Zum anderen verlangt das Recht auf wirksamen gerichtlichen Rechtsschutz nicht, dass das in den Rechtsvorschriften des Ausstellungsmitgliedstaats vorgesehene Recht auf einen Rechtsbehelf gegen die Entscheidung, einen Europäischen Haftbefehl zum Zweck der Strafverfolgung zu erlassen, vor der Übergabe der betreffenden Person an die zuständigen Behörden dieses Mitgliedstaats ausgeübt werden kann (vgl. in diesem Sinne Urteil vom 12. Dezember 2019, Parquet général du Grand-Duché de Luxembourg und Openbaar Ministerie [Staatsanwaltschaften Lyon und Tours], C‑566/19 PPU und C‑626/19 PPU, EU:C:2019:1077, Rn. 69 bis 71).

80

Eine Verletzung des Rechts auf wirksamen gerichtlichen Rechtsschutz kann sich daher nicht allein daraus ergeben, dass die Person, gegen die ein zum Zweck der Strafverfolgung erlassener Europäischer Haftbefehl ergangen ist, über die im Ausstellungsmitgliedstaat zur Verfügung stehenden Rechtsbehelfe nicht belehrt wird und erst nach ihrer Übergabe an die zuständigen Behörden des Ausstellungsmitgliedstaats Einsicht in die Verfahrensakte nehmen kann.

81

Aus den vorstehenden Erwägungen ergibt sich, dass die Prüfung der dritten und der vierten Frage nichts ergeben hat, was die Gültigkeit des Rahmenbeschlusses 2002/584 im Hinblick auf die Art. 6 und 47 der Charta beeinträchtigen könnte.

Kosten

82

Für die Beteiligten des Ausgangsverfahren ist das Verfahren Teil des beim vorlegenden Gericht anhängigen Verfahrens; die Kostenentscheidung ist daher Sache dieses Gerichts.
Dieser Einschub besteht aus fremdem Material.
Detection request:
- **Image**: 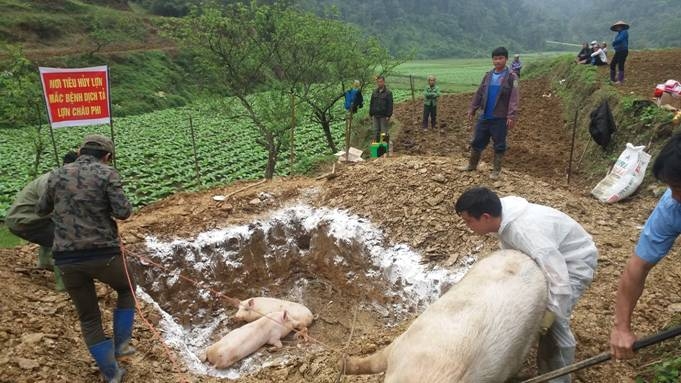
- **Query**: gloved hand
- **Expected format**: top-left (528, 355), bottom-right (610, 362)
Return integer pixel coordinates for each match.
top-left (539, 311), bottom-right (556, 335)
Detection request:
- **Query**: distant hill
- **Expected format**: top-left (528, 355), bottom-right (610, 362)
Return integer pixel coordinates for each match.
top-left (523, 0), bottom-right (681, 49)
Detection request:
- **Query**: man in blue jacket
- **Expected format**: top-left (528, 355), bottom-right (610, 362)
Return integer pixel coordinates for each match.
top-left (610, 134), bottom-right (681, 359)
top-left (610, 20), bottom-right (629, 85)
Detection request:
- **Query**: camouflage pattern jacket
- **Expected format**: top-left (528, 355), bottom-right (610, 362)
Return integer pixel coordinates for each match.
top-left (37, 155), bottom-right (132, 254)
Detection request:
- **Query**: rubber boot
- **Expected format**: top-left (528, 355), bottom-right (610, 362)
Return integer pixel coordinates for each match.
top-left (36, 246), bottom-right (54, 270)
top-left (114, 309), bottom-right (137, 358)
top-left (489, 153), bottom-right (504, 180)
top-left (90, 339), bottom-right (125, 383)
top-left (461, 149), bottom-right (482, 172)
top-left (54, 266), bottom-right (66, 291)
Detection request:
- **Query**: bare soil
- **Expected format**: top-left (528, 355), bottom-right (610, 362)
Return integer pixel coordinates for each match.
top-left (0, 50), bottom-right (681, 383)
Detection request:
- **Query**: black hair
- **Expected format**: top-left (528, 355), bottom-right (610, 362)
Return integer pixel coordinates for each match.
top-left (653, 133), bottom-right (681, 186)
top-left (62, 150), bottom-right (78, 165)
top-left (454, 187), bottom-right (501, 219)
top-left (80, 148), bottom-right (110, 160)
top-left (492, 47), bottom-right (508, 58)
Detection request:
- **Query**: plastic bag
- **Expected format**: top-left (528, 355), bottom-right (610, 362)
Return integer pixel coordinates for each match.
top-left (591, 143), bottom-right (650, 203)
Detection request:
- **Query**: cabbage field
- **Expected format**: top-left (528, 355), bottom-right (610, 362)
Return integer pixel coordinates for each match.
top-left (0, 90), bottom-right (408, 219)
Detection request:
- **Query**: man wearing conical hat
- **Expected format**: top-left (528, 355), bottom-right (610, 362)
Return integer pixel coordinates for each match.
top-left (610, 20), bottom-right (629, 85)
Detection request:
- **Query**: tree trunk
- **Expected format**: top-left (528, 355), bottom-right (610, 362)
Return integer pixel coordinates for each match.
top-left (320, 118), bottom-right (338, 154)
top-left (265, 135), bottom-right (279, 180)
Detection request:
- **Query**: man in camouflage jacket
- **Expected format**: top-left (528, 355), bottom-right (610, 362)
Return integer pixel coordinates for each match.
top-left (37, 135), bottom-right (135, 382)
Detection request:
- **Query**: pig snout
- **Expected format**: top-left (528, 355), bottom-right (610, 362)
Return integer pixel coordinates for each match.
top-left (232, 307), bottom-right (248, 322)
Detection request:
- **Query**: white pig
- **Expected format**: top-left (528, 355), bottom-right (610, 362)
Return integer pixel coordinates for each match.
top-left (201, 311), bottom-right (293, 369)
top-left (345, 250), bottom-right (548, 383)
top-left (234, 297), bottom-right (313, 330)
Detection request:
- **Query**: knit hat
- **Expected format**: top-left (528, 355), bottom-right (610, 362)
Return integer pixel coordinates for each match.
top-left (610, 20), bottom-right (629, 32)
top-left (80, 134), bottom-right (113, 153)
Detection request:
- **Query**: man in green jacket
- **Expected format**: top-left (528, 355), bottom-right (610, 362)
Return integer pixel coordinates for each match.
top-left (5, 152), bottom-right (77, 291)
top-left (369, 76), bottom-right (393, 142)
top-left (37, 134), bottom-right (135, 383)
top-left (421, 74), bottom-right (440, 129)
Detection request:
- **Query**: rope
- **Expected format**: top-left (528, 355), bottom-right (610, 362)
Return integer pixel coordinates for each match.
top-left (121, 246), bottom-right (342, 353)
top-left (119, 243), bottom-right (189, 383)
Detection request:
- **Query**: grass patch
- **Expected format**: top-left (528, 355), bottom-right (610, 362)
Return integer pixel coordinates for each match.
top-left (386, 52), bottom-right (565, 97)
top-left (0, 224), bottom-right (26, 249)
top-left (528, 51), bottom-right (674, 190)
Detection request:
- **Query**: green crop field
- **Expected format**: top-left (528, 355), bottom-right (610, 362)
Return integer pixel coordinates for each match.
top-left (0, 90), bottom-right (408, 218)
top-left (386, 52), bottom-right (565, 97)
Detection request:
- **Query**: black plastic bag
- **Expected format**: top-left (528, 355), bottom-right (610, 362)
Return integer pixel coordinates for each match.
top-left (589, 101), bottom-right (617, 149)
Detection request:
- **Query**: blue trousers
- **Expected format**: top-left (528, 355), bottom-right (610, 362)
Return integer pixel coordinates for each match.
top-left (471, 117), bottom-right (508, 153)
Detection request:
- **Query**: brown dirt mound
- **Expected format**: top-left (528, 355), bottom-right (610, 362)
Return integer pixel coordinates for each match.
top-left (0, 51), bottom-right (681, 383)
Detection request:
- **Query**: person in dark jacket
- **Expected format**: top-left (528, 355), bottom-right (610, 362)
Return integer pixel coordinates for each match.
top-left (344, 80), bottom-right (364, 114)
top-left (462, 47), bottom-right (519, 179)
top-left (421, 74), bottom-right (440, 129)
top-left (369, 76), bottom-right (393, 142)
top-left (37, 134), bottom-right (135, 383)
top-left (5, 151), bottom-right (78, 291)
top-left (610, 20), bottom-right (629, 85)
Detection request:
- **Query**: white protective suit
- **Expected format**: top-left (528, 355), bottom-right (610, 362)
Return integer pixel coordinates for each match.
top-left (498, 196), bottom-right (598, 383)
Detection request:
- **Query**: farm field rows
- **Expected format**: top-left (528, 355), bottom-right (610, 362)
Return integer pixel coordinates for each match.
top-left (0, 90), bottom-right (408, 219)
top-left (386, 52), bottom-right (576, 95)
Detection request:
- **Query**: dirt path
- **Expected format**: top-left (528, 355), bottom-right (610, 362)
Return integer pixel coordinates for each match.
top-left (0, 51), bottom-right (681, 383)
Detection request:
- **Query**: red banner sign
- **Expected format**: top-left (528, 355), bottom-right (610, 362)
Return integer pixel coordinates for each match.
top-left (40, 66), bottom-right (111, 128)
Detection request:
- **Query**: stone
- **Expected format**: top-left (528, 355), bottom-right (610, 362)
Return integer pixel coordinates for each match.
top-left (21, 332), bottom-right (45, 344)
top-left (17, 358), bottom-right (40, 370)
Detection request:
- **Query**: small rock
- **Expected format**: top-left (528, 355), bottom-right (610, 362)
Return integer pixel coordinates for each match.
top-left (17, 358), bottom-right (40, 370)
top-left (21, 332), bottom-right (45, 344)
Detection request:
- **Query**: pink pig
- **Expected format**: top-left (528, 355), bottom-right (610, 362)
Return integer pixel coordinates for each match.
top-left (200, 311), bottom-right (293, 369)
top-left (234, 297), bottom-right (314, 330)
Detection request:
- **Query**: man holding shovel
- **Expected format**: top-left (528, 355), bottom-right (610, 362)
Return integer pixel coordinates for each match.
top-left (610, 134), bottom-right (681, 359)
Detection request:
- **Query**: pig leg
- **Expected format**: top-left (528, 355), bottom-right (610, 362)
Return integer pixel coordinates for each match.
top-left (344, 344), bottom-right (392, 375)
top-left (294, 327), bottom-right (310, 343)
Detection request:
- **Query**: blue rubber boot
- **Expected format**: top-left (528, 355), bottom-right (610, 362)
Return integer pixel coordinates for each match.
top-left (90, 339), bottom-right (125, 383)
top-left (114, 309), bottom-right (137, 357)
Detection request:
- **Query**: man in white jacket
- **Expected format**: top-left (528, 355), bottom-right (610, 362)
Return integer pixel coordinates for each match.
top-left (455, 187), bottom-right (598, 383)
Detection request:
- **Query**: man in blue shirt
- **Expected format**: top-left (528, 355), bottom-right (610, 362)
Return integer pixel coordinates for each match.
top-left (610, 20), bottom-right (629, 85)
top-left (462, 47), bottom-right (519, 179)
top-left (610, 134), bottom-right (681, 359)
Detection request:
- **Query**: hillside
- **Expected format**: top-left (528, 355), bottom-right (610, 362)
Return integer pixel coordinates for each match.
top-left (0, 50), bottom-right (681, 383)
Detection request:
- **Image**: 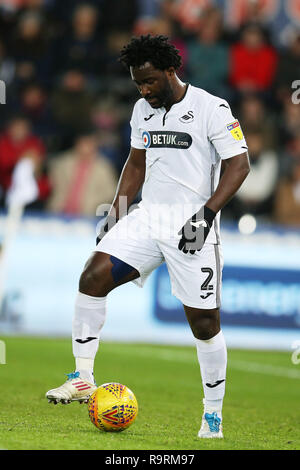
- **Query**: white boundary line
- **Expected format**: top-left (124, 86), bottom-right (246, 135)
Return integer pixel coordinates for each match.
top-left (113, 347), bottom-right (300, 380)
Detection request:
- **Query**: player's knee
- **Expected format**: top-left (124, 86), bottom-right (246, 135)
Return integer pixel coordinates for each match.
top-left (189, 310), bottom-right (220, 340)
top-left (79, 258), bottom-right (111, 297)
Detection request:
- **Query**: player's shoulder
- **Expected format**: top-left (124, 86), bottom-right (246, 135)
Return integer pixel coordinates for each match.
top-left (133, 98), bottom-right (152, 114)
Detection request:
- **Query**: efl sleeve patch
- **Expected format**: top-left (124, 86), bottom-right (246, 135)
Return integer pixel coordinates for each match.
top-left (227, 121), bottom-right (244, 140)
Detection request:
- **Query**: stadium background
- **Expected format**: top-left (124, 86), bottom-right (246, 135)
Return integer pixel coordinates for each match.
top-left (0, 0), bottom-right (300, 350)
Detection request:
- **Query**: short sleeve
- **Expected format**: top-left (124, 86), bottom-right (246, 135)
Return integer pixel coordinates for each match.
top-left (208, 100), bottom-right (248, 160)
top-left (130, 102), bottom-right (145, 149)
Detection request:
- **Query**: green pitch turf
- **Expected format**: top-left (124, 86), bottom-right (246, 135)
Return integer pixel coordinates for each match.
top-left (0, 338), bottom-right (300, 450)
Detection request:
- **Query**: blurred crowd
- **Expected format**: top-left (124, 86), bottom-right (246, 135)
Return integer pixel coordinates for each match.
top-left (0, 0), bottom-right (300, 226)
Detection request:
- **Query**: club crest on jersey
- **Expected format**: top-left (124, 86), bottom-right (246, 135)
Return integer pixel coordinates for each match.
top-left (179, 111), bottom-right (194, 124)
top-left (227, 121), bottom-right (244, 140)
top-left (142, 131), bottom-right (151, 149)
top-left (142, 131), bottom-right (193, 149)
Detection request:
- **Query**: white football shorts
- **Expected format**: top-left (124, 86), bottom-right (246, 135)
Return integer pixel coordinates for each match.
top-left (96, 208), bottom-right (223, 309)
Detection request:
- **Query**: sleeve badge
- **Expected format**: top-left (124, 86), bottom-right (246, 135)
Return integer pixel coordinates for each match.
top-left (227, 121), bottom-right (244, 140)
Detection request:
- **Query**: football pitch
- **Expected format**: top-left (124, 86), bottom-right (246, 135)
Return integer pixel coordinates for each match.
top-left (0, 337), bottom-right (300, 450)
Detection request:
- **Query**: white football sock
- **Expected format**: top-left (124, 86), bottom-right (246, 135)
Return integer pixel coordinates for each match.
top-left (196, 331), bottom-right (227, 414)
top-left (72, 292), bottom-right (106, 383)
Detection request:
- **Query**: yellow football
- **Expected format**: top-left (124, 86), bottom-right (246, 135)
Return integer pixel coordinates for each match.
top-left (88, 383), bottom-right (138, 431)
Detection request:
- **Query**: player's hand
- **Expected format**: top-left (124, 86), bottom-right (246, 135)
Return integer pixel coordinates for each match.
top-left (96, 215), bottom-right (117, 246)
top-left (178, 206), bottom-right (216, 255)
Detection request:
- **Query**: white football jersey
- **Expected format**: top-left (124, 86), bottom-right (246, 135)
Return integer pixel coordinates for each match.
top-left (130, 85), bottom-right (247, 243)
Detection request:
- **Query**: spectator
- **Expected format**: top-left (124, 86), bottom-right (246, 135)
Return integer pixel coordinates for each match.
top-left (100, 0), bottom-right (138, 34)
top-left (231, 131), bottom-right (279, 218)
top-left (52, 70), bottom-right (94, 149)
top-left (276, 30), bottom-right (300, 102)
top-left (52, 4), bottom-right (105, 78)
top-left (280, 135), bottom-right (300, 183)
top-left (273, 160), bottom-right (300, 227)
top-left (278, 97), bottom-right (300, 147)
top-left (91, 96), bottom-right (128, 174)
top-left (230, 24), bottom-right (277, 93)
top-left (0, 116), bottom-right (50, 206)
top-left (17, 82), bottom-right (57, 150)
top-left (162, 0), bottom-right (213, 34)
top-left (238, 94), bottom-right (278, 149)
top-left (187, 8), bottom-right (228, 98)
top-left (10, 12), bottom-right (49, 83)
top-left (48, 133), bottom-right (117, 216)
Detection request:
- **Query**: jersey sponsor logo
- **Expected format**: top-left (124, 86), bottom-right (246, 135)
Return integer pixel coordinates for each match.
top-left (144, 114), bottom-right (154, 121)
top-left (190, 219), bottom-right (208, 228)
top-left (179, 111), bottom-right (194, 124)
top-left (142, 131), bottom-right (193, 149)
top-left (142, 131), bottom-right (151, 149)
top-left (227, 121), bottom-right (244, 140)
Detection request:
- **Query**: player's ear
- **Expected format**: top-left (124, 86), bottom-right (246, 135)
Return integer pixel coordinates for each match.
top-left (166, 67), bottom-right (175, 77)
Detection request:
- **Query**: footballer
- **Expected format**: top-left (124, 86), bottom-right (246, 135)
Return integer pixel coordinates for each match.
top-left (46, 35), bottom-right (250, 438)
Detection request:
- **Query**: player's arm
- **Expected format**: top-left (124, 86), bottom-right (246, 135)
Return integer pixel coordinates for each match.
top-left (97, 147), bottom-right (146, 244)
top-left (178, 101), bottom-right (250, 254)
top-left (205, 152), bottom-right (250, 214)
top-left (178, 153), bottom-right (250, 254)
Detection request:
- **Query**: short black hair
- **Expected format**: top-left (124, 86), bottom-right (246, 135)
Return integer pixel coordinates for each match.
top-left (119, 34), bottom-right (182, 70)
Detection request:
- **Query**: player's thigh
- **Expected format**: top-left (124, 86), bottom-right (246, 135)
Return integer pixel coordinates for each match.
top-left (79, 251), bottom-right (140, 296)
top-left (160, 243), bottom-right (223, 311)
top-left (91, 209), bottom-right (164, 287)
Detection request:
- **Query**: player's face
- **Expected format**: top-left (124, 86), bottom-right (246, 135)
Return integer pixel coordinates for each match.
top-left (130, 62), bottom-right (174, 109)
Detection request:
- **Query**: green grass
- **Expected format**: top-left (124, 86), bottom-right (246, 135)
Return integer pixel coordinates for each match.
top-left (0, 338), bottom-right (300, 450)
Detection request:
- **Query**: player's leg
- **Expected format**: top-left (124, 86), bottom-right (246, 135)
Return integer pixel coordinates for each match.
top-left (46, 252), bottom-right (140, 403)
top-left (46, 209), bottom-right (164, 402)
top-left (160, 241), bottom-right (227, 437)
top-left (184, 306), bottom-right (227, 438)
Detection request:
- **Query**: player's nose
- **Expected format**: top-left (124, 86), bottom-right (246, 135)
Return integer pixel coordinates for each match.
top-left (140, 85), bottom-right (150, 98)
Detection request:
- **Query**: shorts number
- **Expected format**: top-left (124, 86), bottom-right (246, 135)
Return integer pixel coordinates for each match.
top-left (201, 268), bottom-right (214, 290)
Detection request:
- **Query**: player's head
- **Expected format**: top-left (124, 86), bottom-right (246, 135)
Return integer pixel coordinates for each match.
top-left (120, 35), bottom-right (181, 108)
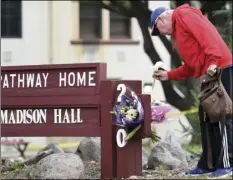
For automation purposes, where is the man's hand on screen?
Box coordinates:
[152,70,168,81]
[207,64,217,76]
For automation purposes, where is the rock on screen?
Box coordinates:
[148,141,188,170]
[29,153,84,179]
[76,138,100,162]
[24,143,64,165]
[151,106,193,144]
[38,143,64,154]
[164,130,182,148]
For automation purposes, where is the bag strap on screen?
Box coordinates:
[216,115,226,167]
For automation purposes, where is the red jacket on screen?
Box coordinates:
[168,4,232,80]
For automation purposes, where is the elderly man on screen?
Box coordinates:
[151,4,233,177]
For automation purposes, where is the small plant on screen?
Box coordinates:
[158,165,168,176]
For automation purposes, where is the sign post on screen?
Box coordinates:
[1,63,151,178]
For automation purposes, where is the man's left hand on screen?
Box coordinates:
[207,64,217,76]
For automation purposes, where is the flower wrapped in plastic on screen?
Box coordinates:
[113,85,144,129]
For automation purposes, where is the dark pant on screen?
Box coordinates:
[197,66,233,169]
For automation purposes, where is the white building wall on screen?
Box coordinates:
[1,1,49,156]
[1,1,49,66]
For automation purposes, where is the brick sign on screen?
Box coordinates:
[1,63,151,178]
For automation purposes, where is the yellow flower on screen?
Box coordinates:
[126,109,137,120]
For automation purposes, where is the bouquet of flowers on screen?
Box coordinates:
[111,85,158,141]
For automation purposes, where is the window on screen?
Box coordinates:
[1,0,22,38]
[110,12,131,39]
[79,1,102,39]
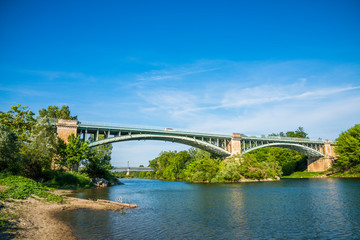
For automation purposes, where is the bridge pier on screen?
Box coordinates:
[228,133,242,155]
[307,140,337,172]
[56,119,78,143]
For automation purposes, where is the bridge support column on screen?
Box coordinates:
[307,140,337,172]
[228,133,242,155]
[56,119,78,143]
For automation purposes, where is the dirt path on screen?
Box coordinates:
[0,190,136,240]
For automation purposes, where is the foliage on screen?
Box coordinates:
[0,176,63,203]
[0,124,20,173]
[39,105,77,120]
[45,171,91,188]
[0,104,36,142]
[65,134,89,171]
[146,148,281,182]
[282,172,326,178]
[247,147,307,175]
[184,149,221,182]
[334,124,360,173]
[81,135,114,181]
[21,118,57,179]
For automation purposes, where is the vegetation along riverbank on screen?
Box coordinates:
[0,105,124,239]
[0,105,360,239]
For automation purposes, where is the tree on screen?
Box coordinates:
[39,105,77,120]
[0,104,36,142]
[65,134,89,171]
[21,118,58,178]
[0,124,20,173]
[335,124,360,172]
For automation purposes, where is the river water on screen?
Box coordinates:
[60,179,360,239]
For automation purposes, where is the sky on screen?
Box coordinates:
[0,0,360,166]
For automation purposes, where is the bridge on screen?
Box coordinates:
[56,119,336,172]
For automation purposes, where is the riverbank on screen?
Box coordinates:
[281,171,360,178]
[0,190,137,240]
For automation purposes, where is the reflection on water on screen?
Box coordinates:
[61,179,360,239]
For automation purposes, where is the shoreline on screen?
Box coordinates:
[0,190,137,240]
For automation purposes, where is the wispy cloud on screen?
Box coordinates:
[137,60,227,83]
[134,59,360,139]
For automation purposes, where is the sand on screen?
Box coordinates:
[0,190,137,240]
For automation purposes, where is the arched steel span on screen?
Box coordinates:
[242,143,325,158]
[89,134,231,157]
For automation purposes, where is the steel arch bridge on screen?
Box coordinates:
[73,122,324,158]
[54,119,337,172]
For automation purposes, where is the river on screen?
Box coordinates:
[60,178,360,239]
Die Auslagen anderer Beteiligter für die Abgabe von Erklärungen vor dem Gerichtshof sind nicht erstattungsfähig.

 

Aus diesen Gründen hat der Gerichtshof (Fünfte Kammer) für Recht erkannt:

 

1.

Art. 4, insbesondere dessen Abs. 3, Art. 6 Abs. 2 und Art. 7 Abs. 1 der Richtlinie 2012/13/EU des Europäischen Parlaments und des Rates vom 22. Mai 2012 über das Recht auf Belehrung und Unterrichtung in Strafverfahren sind dahin auszulegen, dass die darin genannten Rechte nicht für Personen gelten, die zum Zwecke der Vollstreckung eines Europäischen Haftbefehls festgenommen werden.

 

2.

Die Prüfung der dritten und der vierten Vorlagefrage hat nichts ergeben, was die Gültigkeit des Rahmenbeschlusses 2002/584/JI des Rates vom 13. Juni 2002 über den Europäischen Haftbefehl und die Übergabeverfahren zwischen den Mitgliedstaaten in der durch den Rahmenbeschluss 2009/299/JI des Rates vom 26. Februar 2009 geänderten Fassung im Hinblick auf die Art. 6 und 47 der Charta der Grundrechte der Europäischen Union beeinträchtigen könnte.

 

Unterschriften


( *1 ) Verfahrenssprache: Bulgarisch.

( i ) Die vorliegende Sprachfassung ist in den Rn. 72 und 74 gegenüber der ursprünglich online gestellten Fassung geändert worden.